Older automotive sensors were commonly wired in series with the gauge and driven from a regulated 6V power source (crudely regulated). The gauge itself was a bi-metallic spring with the spring being heated by the current flow. 6 volts was used because early automobile batteries were 6V, when 12V batteries became common it was easier to regulate the voltage down to 6V than to redesign all the gauges to operate at the higher voltage.

Not at all: I've been playing with Arduinos for many years now so I'm aware of what's involved, and my prototype is already reading R values and displaying them on a custom-made 7-segment display board driven by multiple MAX7219 chips.

But, as others have proven, converting the data sheet into an actual formula was indeed a few minutes' work.

First, it is sure this is NOT Greek!! (GRuser speaking!!)
Good description from david_2018 "how it works" answer #11 , para 2
Excellent math from jremington
My suggestion :

put a some hundreds ohm (ie200-330ohm) resistor in series (Vcc->R->sensor->GND)

use a sketch to analog read between R and sensor

use a air pressure tank with indicator to "calibrate" yours
Good luck

If you already have R, then the calculation for the pressure is obtained by solving the quadratic equation for the characteristic curve.

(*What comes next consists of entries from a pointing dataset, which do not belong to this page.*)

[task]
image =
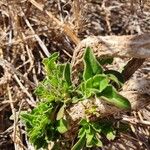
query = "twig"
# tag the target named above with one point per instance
(31, 101)
(66, 28)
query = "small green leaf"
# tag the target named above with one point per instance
(111, 95)
(84, 122)
(81, 132)
(91, 65)
(111, 135)
(80, 143)
(60, 113)
(62, 126)
(49, 63)
(105, 61)
(97, 127)
(67, 74)
(97, 142)
(109, 132)
(117, 74)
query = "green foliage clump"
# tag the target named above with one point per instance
(47, 122)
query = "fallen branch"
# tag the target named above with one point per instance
(132, 46)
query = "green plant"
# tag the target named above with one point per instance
(47, 122)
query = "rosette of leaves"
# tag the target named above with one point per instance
(47, 122)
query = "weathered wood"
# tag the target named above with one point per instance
(131, 46)
(136, 91)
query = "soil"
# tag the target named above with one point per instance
(28, 34)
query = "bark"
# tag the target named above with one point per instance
(137, 91)
(132, 46)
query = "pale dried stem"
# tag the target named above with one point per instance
(66, 29)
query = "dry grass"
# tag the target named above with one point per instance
(31, 30)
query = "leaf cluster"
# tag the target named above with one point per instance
(47, 122)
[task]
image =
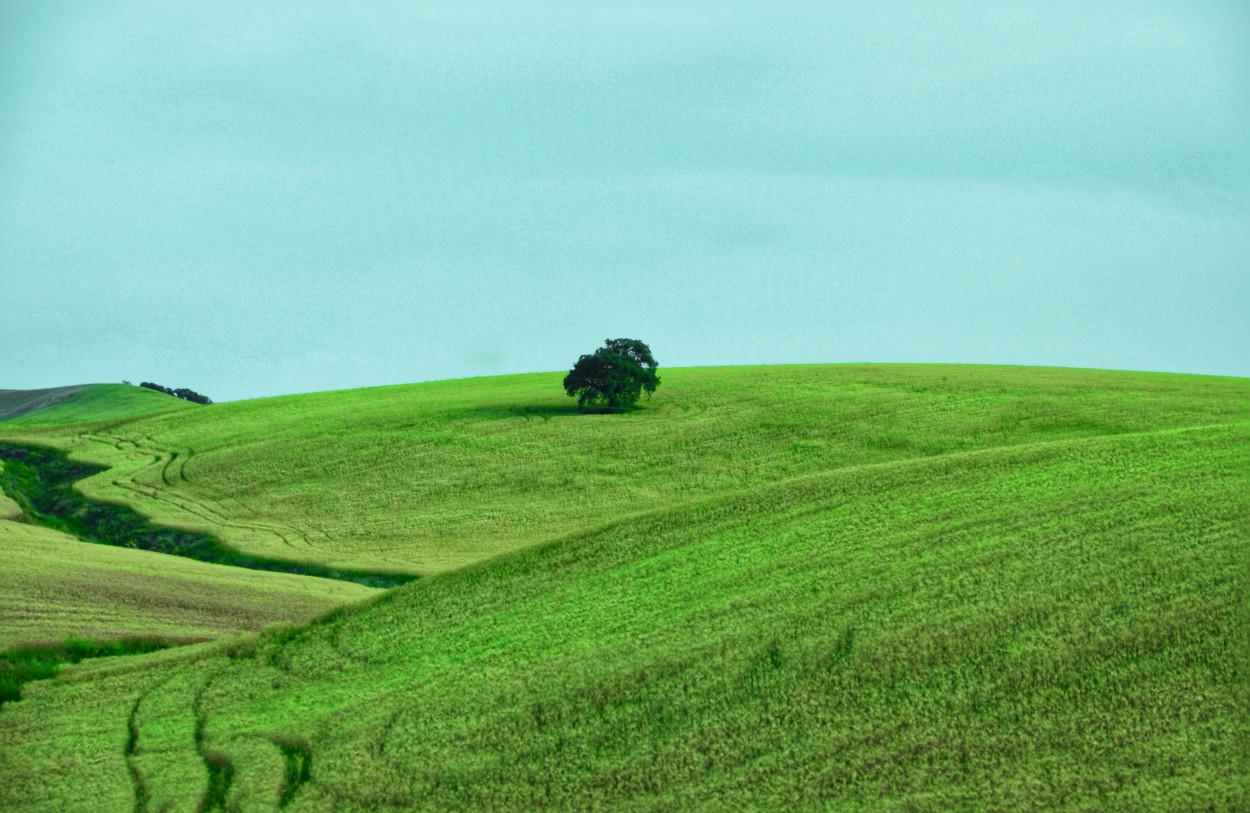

Given this equation for the "typical" sensor response:

float R = -0.3682*P*P + 36.46*P + 10.65;

You get

float P = 0.8948E-6*R*R + 0.0271*R -0.2887;

But the linear equation works just about as well:

float P = 0.02899*R - 0.3427;

Check for R = 48 Ohms: P = 1.048 ATM

Your sensor won't have the typical values, so for better accuracy, you will need to calibrate the sensor by measuring R at a few different known pressures. A straight line fits works well.